Plant growth-promoting rhizobacteria (PGPR) in arid environments such as the Algerian Sahara Desert have attracted increasing scientific interest due to their potential to improve soil fertility and crop productivity under extreme conditions. In these regions, oasis agroecosystems are characterized by low-nutrient soils, high salinity, and extreme temperatures, yet they support the growth of both date palms (Phoenix dactylifera L.) and other cultivated plants. This resilience suggests thatroot-associated microbial communities play a crucial role.

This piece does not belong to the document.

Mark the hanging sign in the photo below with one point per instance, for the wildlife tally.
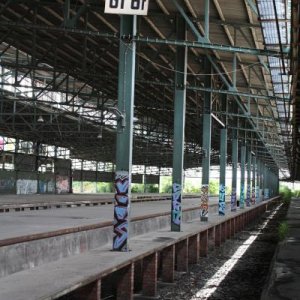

The aim of this study was to isolate and characterize the culturable bacterial communities associated with the rhizosphere and root endosphere of date palms growing in oasis soils. Using culture-dependent methods, we isolated a diverse collection of bacterial strains, with a predominance of genera such as Bacillus, Pseudomonas, and members of the Actinobacteria phylum. These isolates were screened for key PGPR traits, including inorganic phosphate solubilization, nitrogen fixation potential, and indole-3-acetic acid (IAA) production. In addition, their tolerance to abiotic stresses such as high salinity and temperature was evaluated.

Several isolates demonstrated antagonistic activity against Fusarium oxysporum under in vitro conditions, suggesting potential for use in biological control strategies. These findings highlight the capacity of date palm-associated bacterial communities to enhance soil fertility and support plant growth in harsh agroecological conditions.

Overall, the results show the importance of native PGPR in sustaining productivity in desert agriculture and offer promising prospects for the development of microbial biofertilizers and biocontrol agents adapted to arid environments.